Seth wrestled with his emotions for some moments in silence. Then the passion left his wrinkled features. He was thoughtful, debating with himself. Finally, his selfcontrol regained, he turned to the waiting multitude before him.

“Maybe Lawyer Todd’s right, boys,” he said with sudden frankness. “Maybe hit’s so that we can’t all go to war agin’ them as kilt our Jim.” He flashed a friendly glance of reassurance over the heads of his followers to where the lawyer stood. “Hit’s different outsider these hills ’an hit is here. We ain’t the only ones a-fightin’ Keeser and his Germins. The whole nation’s a-got hits dander up. Lawyer Todd says that afore the break o’ another spring thar’ll be more’n a million sodjers ’long side o’ us, ready to whop them Germins. I reckon I spoke kinda hasty jest now. We can’t have hit all our way. We’ll jest have to fit in with the rest wharever we can. Hit may be a close fit and hit may pinch at times, boys, but hit’s best. Lawyer Todd and them army men knows. We’ll try and make up our minds to do what they ’lows is fer the good o’ all o’ us.

“So we’ll go down to Jackson town, to that re-cruitin’ office, and axe them sodjer fellers thar to git us to Eurip. They’re showin’ others the way and I reckon they’ll show us. Some o’ us won’t come back, boys, like Jim won’t come back. Some o’ us is liable to lose a arm or a leg. But remember this, boys, wharever ye go or whoever ye’re fightin’, that ye’re men o’ Breathitt. Remember ve’re not only goin’ to kill Germins but to kill the bad name that the world ’as give us. Me and Lawyer Todd stands together on that. We’re goin’ to stop wastin’ powder on our own folks. We’re goin’ to show them people in the Blue Grass and all over the country, that the men o’ these mountings is men no different from them when hit comes to shoulderin’ a rifle-gun and pertectin’ their homes and wimmen and chil’ren. We’re goin’ to make Breathitt stand fer somethin’ else besides Breathitt blood.”

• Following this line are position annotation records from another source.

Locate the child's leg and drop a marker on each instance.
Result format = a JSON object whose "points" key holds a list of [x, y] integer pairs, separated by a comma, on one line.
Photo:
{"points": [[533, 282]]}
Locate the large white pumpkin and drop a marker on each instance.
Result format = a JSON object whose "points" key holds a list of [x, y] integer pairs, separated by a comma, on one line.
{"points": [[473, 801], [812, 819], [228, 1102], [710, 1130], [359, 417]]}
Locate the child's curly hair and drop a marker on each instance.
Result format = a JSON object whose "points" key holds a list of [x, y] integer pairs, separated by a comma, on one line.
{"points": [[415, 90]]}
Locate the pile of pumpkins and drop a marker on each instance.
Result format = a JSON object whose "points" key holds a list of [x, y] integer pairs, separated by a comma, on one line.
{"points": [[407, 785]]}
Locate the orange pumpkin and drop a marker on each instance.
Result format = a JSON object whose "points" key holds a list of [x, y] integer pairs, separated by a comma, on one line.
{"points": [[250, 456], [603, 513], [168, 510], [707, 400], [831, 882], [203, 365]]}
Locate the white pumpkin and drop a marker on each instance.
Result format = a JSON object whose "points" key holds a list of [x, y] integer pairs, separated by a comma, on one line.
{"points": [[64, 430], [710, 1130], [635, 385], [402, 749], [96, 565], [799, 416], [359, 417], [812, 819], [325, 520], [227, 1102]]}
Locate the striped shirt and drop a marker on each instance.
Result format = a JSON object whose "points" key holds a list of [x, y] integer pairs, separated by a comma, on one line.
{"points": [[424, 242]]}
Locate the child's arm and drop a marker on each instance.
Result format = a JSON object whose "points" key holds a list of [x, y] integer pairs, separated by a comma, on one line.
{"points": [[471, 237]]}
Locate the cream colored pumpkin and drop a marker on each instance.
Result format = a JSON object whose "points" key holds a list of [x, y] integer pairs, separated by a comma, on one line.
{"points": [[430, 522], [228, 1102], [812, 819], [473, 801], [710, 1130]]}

Old Seth picked up his rifle from where he had leaned it against the porch wall. His hand was steady; he pressed the gun over his heart as if to breathe into its lifeless mechanism a part of his own warrior spirit.

“Boys, time’s up,” he said. “War’s on. Jim’s body over yan is callin’ us to come. Hit’s a-callin’ us men o’ the hills, us men o’ Breathitt. We’re a-goin’”—he raised his voice. “Wars on, I say, boys, war’s on; and Keeser and his Germins is goin’ to catch hell—Breathitt hell—and hell a-plenty!”

As their chief concluded a wild yell burst from ten score mountain throats, a weird and ringing yell that surged through the neighboring valleys, beat against the stolid walls of rock and pine, and bounded upward and beyond, the answer of the Breathitt folk to humanity’s call to arms.

Lawyer Todd, a smile lifting the weariness from his face, sat his mare and watched the departure of the little army. There was no saying of farewells to the women and children; there were no handclasps or tears. Old Seth, astride a long-eared mule, led the way. The others straggled after him in irregular order. Those who had mounts rode them; the rest followed on foot. With their packs of food slung over their shoulders, their guns in the crook of their arms, the men filed out of the cabin yard and through the valley toward a distant gap in the hills.

“My people, my people!” softly exclaimed Todd, as he moved after them. “Kentuckians all, Americans all, this day you give the lie to the slander put upon your mountain race. My people, my noble people!”

Dry-eyed women, shading their brows with toil-scarred hands, lingered at their cabin doors, their children clustered about them, and watched their men go by. Occasionally one of them waved, and an answering salute came from among the irregular ranks.

Beyond the western ridges the sun dropped into a saffron sky, crowning with a halo of gold the reborn feudland, touching with mellow light the crags and peaks that stood out proudly in the dusk. High above the misty valleys a bald eagle circled, forward, backward, forward, backward, over the country of warrior clans; while through the distant gap marched mountain men, men of soul and heart and brawn.